Writing for mobile is unlike any other form of copywriting. The very nature of the device (designed for use while people themselves are mobile) means that attention spans are short and screens are small. Both of these factors should influence your form, style, and approach to content. But you can still communicate effectively—sometimes even more so—through the mobile platform, if you keep these tips in mind (and because I’m a fan of alliteration, they all start with C):
Start by thinking about the message or story you are trying to tell. Are you featuring a new product or promoting an event? What is the one thing about that product or event that people need? If you’re a service provider, too, identify the primary benefit that will hook people. In other words, decide first what will convince your mobile visitors to keep reading.
Write explicit headlines that grab the interest of your mobile users immediately. Good headlines will succinctly draw readers in while alerting them to the kind of information that will follow. Optimized headlines will also help boost traffic to that mobile landing page.
Stick to short, powerful, direct sentences. For readers in line at the grocery store, or dashing from one appointment or meeting to the next, there’s no space or time for long, narrative content. You want to energize and engage your readers, not fatigue them. Also, there’s a lot to be said for instant gratification. If someone’s searching for something on their mobile device, they may need that information/product/service stat.
Brief content modules are the way to go so your information is easily digestible and scannable. If you’re using good imagery alongside your copy, you’ll find that short content is sufficient to tell a complete story. Make sure to include subheadings when introducing a new benefit, feature, or idea. They will shape and frame content therein, again, making it more scannable.

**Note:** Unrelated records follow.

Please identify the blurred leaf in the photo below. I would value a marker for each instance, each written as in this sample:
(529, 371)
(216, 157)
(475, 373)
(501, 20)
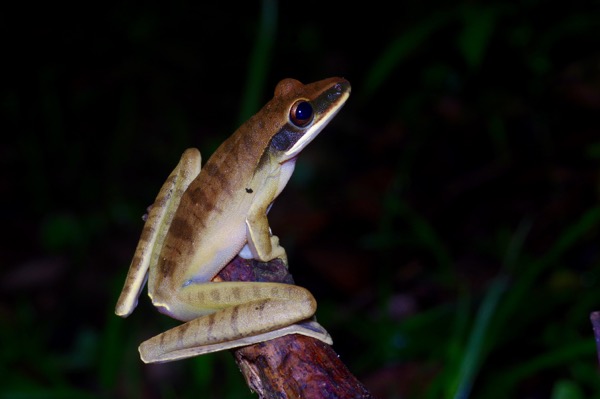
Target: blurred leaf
(566, 389)
(400, 49)
(260, 57)
(478, 24)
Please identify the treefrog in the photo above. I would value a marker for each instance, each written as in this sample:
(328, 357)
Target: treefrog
(203, 217)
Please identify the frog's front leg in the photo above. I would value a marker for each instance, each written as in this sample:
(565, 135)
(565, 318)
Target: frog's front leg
(248, 313)
(263, 245)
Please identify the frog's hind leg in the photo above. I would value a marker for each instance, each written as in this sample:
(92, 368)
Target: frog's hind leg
(273, 312)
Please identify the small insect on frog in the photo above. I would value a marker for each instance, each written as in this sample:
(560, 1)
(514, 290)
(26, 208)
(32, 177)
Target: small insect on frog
(202, 218)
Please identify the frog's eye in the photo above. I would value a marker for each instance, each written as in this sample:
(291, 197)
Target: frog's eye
(301, 113)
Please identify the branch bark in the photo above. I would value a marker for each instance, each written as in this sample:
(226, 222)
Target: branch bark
(292, 366)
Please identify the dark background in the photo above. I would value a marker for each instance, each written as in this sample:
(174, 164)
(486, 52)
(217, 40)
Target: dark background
(447, 220)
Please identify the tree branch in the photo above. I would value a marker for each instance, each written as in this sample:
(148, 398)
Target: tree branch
(292, 366)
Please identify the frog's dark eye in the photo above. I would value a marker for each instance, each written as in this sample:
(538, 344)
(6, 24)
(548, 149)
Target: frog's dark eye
(301, 113)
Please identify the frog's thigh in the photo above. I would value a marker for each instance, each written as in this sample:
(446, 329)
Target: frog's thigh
(250, 313)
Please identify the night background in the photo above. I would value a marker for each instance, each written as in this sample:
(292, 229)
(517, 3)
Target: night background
(447, 220)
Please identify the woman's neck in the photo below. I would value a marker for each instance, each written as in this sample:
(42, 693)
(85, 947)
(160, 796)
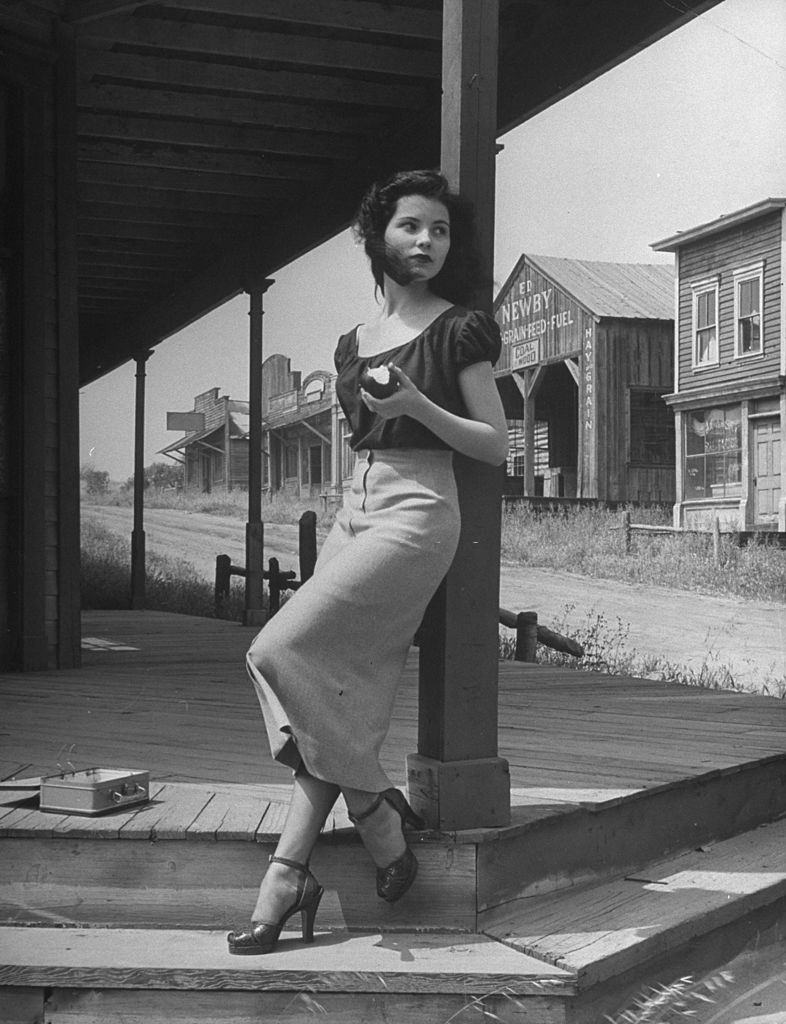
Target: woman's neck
(405, 301)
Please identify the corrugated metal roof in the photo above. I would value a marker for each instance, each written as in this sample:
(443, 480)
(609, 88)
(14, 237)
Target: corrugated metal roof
(631, 291)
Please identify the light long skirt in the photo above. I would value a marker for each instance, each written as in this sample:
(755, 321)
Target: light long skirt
(326, 667)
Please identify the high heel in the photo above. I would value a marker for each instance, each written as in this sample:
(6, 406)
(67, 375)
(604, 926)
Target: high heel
(262, 938)
(394, 880)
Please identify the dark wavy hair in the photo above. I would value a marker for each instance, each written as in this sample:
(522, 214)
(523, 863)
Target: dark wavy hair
(459, 279)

End with a strong call-to-action: There’s no space for fluff, so be as literal and direct as you can to get people to keep clicking. Think: Sign Up, Buy Now, Learn More, Download, Read, etc.
Understand that writing for mobile doesn’t mean sounding like a soulless robot. Infusing voice and liveliness into your content are both great ways to engage readers, regardless of the device. Just remember that fun copy can sometimes take up space, so consider your content goals first and make choices from there.
Take these tips to heart and you’ll create the kind of mobile content that will get your customers reading and clicking.